Anemia por déficit de ácido fólico

Panes y hortalizas

Última revisión: 2010-03-20 por Dr. Alfonso José Santiago Marí

Glóbulos rojos, hematíes o eritrocitos

Son como bolsitas llenas de una proteína llamada hemoglobina que tiene la peculiaridad de unirse con facilidad a ciertos gases como el oxígeno y el CO2 (anhídrido carbónico). Los eritrocitos están continuamente viajando, gracias al impulso circulatorio del corazón, desde los pulmones, donde se recoge el oxígeno para las células que requieren de él para el metabolismo productor de energía; a su vez las células se deshacen de su principal residuo metabólico (el anhídrido carbónico, CO2). El ciclo de oxigenación de un glóbulo rojo comienza pues en el pulmón. Allí al paso por los capilares pulmonares recibe el oxígeno. Tras ello viaja hacia los diferentes tejidos. Al llegar a los capilares de esos tejidos el hematíe libera el oxígeno sobre las células con las que se cruza quedándose al mismo tiempo con el CO2 que éstas desprenden. Al volver el glóbulo rojo a los pulmones se deshace de ese CO2 que será eliminado en la expiración, quedando así de nuevo disponible para volver a vincular oxígeno e iniciar así un nuevo ciclo de oxigenación.

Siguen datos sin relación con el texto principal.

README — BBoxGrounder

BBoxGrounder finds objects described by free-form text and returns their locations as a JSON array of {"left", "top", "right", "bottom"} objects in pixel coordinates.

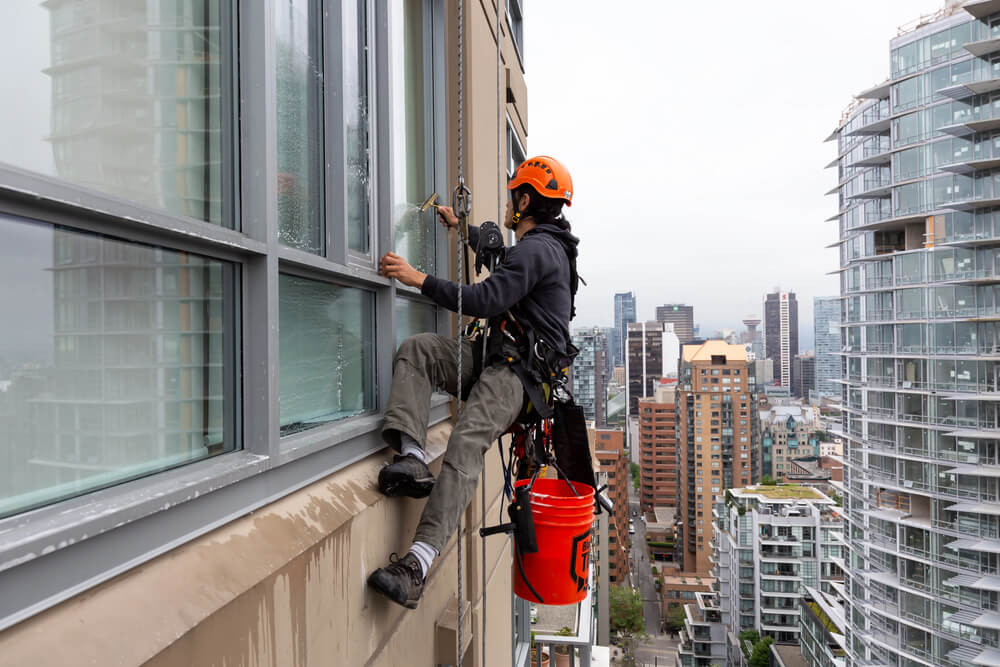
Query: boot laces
[{"left": 385, "top": 552, "right": 424, "bottom": 584}]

Glóbulos blancos o leucocitos

A este grupo pertenecen todas aquellas células encargadas de defendernos de los agentes extraños que pueden lesionar nuestros tejidos como son los virus y las bacterias, entre otros, cuando encuentran ocasión de infectarnos. En este grupo están, por ejemplo, los granulocitos (clasificables en neutrófilos, basófilos y eosinófilos), los monocitos y los linfocitos básicamente.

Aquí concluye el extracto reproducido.